Events like archery, javelin, hammer throw, discus and shotput boast origins every bit as militant as combat handgunning, and harken back to an age of warfare far more savage and brutal than anything seen on a modern battlefield. Other sports trace their roots to a style of combat which was employed on the battlefields of old when projectile weapons failed -- judo, wrestling, boxing and fencing utilize tactics designed for military maneuvers among ancient warriors.
Even events which seem to be completely free of association with combat bear a martial pedigree. The event whose name is nearly synonymous with the Olympics, the marathon, is named for a battle in 491 B.C. in which a Greek army massacred about 5,000 Persian warriors. The L.A. Times itself acknowledges that the pentathlon, the only remaining event which dates to the Olympic games of antiquity, is, "a sport rooted in ancient civilizations' military messengers, (which) requires competitors to shoot at stationary targets, fence, swim, ride horses over jumps and run a 3,000-meter country course."
Perhaps the most militaristic of all are the equestrian events, which originate in the Middle Ages when armored knights put their most fearsome "assault weapon" -- the war horse -- to a test of precision and stamina in the sporting arena.

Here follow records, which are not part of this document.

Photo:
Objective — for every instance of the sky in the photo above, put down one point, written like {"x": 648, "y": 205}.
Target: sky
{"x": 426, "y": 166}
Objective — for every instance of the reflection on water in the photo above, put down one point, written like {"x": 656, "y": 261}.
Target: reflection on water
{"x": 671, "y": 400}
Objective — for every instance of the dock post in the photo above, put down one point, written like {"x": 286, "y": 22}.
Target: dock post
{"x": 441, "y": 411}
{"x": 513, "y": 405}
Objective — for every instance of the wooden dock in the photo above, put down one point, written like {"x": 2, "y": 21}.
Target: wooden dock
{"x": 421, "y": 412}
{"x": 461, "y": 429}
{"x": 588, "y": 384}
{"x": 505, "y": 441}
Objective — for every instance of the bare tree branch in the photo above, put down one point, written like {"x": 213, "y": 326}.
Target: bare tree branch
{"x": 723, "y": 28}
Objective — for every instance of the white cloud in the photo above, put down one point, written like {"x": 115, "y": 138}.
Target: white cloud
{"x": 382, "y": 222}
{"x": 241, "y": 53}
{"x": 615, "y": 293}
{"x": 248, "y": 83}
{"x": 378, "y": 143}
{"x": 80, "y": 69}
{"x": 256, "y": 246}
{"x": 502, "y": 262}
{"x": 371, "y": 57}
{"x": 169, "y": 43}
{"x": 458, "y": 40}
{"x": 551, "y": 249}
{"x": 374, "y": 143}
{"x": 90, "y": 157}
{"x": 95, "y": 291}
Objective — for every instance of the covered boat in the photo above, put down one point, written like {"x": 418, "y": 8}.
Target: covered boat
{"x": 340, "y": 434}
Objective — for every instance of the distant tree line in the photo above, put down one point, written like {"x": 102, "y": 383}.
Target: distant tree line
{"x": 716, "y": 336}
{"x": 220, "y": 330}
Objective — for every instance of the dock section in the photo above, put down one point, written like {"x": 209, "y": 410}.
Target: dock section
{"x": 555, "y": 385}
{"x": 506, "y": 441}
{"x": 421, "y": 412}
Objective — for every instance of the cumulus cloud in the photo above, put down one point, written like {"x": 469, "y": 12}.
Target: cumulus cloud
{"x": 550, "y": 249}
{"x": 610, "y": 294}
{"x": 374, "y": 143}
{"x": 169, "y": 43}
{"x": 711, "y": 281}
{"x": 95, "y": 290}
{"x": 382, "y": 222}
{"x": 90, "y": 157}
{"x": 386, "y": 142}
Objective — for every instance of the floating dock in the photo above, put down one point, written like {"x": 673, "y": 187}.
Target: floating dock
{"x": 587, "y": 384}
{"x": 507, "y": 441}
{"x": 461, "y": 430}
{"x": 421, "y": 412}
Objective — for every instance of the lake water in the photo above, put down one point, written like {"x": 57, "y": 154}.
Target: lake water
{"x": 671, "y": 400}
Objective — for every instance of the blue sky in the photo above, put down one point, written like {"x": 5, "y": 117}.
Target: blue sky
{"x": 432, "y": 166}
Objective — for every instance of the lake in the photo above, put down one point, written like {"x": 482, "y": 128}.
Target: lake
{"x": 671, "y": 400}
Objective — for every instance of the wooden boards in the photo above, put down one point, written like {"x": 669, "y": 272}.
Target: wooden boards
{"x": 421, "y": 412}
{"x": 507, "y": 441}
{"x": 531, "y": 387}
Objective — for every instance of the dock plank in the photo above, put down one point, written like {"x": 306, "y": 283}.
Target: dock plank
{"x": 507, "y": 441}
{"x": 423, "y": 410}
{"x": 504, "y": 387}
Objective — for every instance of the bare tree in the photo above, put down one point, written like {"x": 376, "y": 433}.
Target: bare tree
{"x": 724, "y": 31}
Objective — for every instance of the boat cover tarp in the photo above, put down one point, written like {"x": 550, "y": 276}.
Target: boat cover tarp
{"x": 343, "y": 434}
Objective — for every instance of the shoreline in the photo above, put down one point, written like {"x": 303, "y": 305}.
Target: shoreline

This was certainly an attempt to "legitimize the civilian ownership of lethal weapons which are normally kept only for battlefields."
The noble spirit which surrounds the Olympic Games isn't based on a peace created by just imagining a world without war. Instead, the Olympics celebrate peace by demonstrating that the weapons of combat can be turned to a higher purpose. The Olympics are a testament to the idea that the implements and skills used by soldiers throughout the ages can also inspire athletes and sportsmen to push themselves toward the Olympic ideals -- farther, faster, better.
The Olympics should enthusiastically embrace the game of practical shooting, which can turn the weapons of the modern battlefield into tools of sport just as the ancient Spartans and Athenians did with their spears, swords and bows. Far from being a violation of the goals of the Olympic charter, practical shooting is the very embodiment of that charter.
Perhaps, someday we will look upon a world completely united and at peace, where rifles, pistols and shotguns are used only in sporting events -- including practical shooting -- and recall the day when the Olympics gave men and women a use for their firearms other than battle. We can only hope the organizers of the Olympics have the courage to imagine such a day as well and not be deterred by the petty foolishness of those who can't see the difference between sports and war.